The team’s newly published study explores the effects of COVID-19 on engagement in HIV care, HIV medication use and overall wellbeing during the early stages of the pandemic through a structured assessment of 100 low-income Black and Latino individuals who have lived with HIV for 17 years on average. In-depth interviews were conducted with 26 of these long-term HIV survivors.

The lead author, Marya Gwadz, is professor and associate dean for research at the Silver School of Social Work and head of the Intervention Innovations Team Lab (ITT-Lab), which carried out this research She is also an associate director in the Transdisciplinary Research Methods Core in the Center for Drug Use and HIV Research (CDUHR) at the NYU School of Global Public Health.

The study was published online by Springer Nature.

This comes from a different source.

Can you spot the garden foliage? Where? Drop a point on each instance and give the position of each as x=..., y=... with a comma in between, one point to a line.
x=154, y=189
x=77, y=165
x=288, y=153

“We were interested in risks but also in identifying ‘indigenous coping strategies’ and gaps that could be addressed for better future preparedness in times of crisis,” Gwadz explained. “We define these as effective ways of managing health and wellbeing in the time of COVID-19 that emerge from the community, but are not necessarily strategies that researchers or experts would have come up with.”

Among the findings:

  • Participants were early adopters of COVID-related public health recommendations such as social distancing, and also sophisticated in their approach to gathering and interpreting public health information from various sources. Trust in local sources of information was higher than trust in various federal sources.
  • Their experiences with and knowledge gleaned from the HIV pandemic and living in poverty were often applied to managing COVID-19. For example, participants knew how to “hustle” for food and other resources, and they frequently shared these resources with others in their community. However, the need to hustle, rather than being able to remain at home, placed them at heightened risk of exposure to COVID-19.
  • HIV care visits were commonly canceled as a result of the risk factors occasioned by the COVID-19 pandemic, such as inadequate access to some forms of telehealth, and food insecurity—”but, overall, engagement in HIV care and antiretroviral therapy use were not seriously disrupted.” Similarly, substance use treatment appointments and supports including 12-step meetings were initially canceled and eventually switched to a virtual platform, although not all participants could access these services.
  • Most had cell phone or internet service (but not both) through the “Obama Phone” program (that is, the Federal Lifeline Assistance program), and generally did not have the equipment, access or technical skills to attend telehealth appointments. Enhancing the Federal Lifeline Assistance program and providing technical training and support are needed to prevent this same problem from arising in future crises.
  • The early stages of the COVID-19 pandemic coincided with the re-emergence of the racial justice movement. Participants drew a direct line between structural racism and the disproportional adverse effects of COVID-19 on communities of color, to similar racial/ethnic disparities in HIV prevalence and morbidity and mortality associated with the HIV pandemic.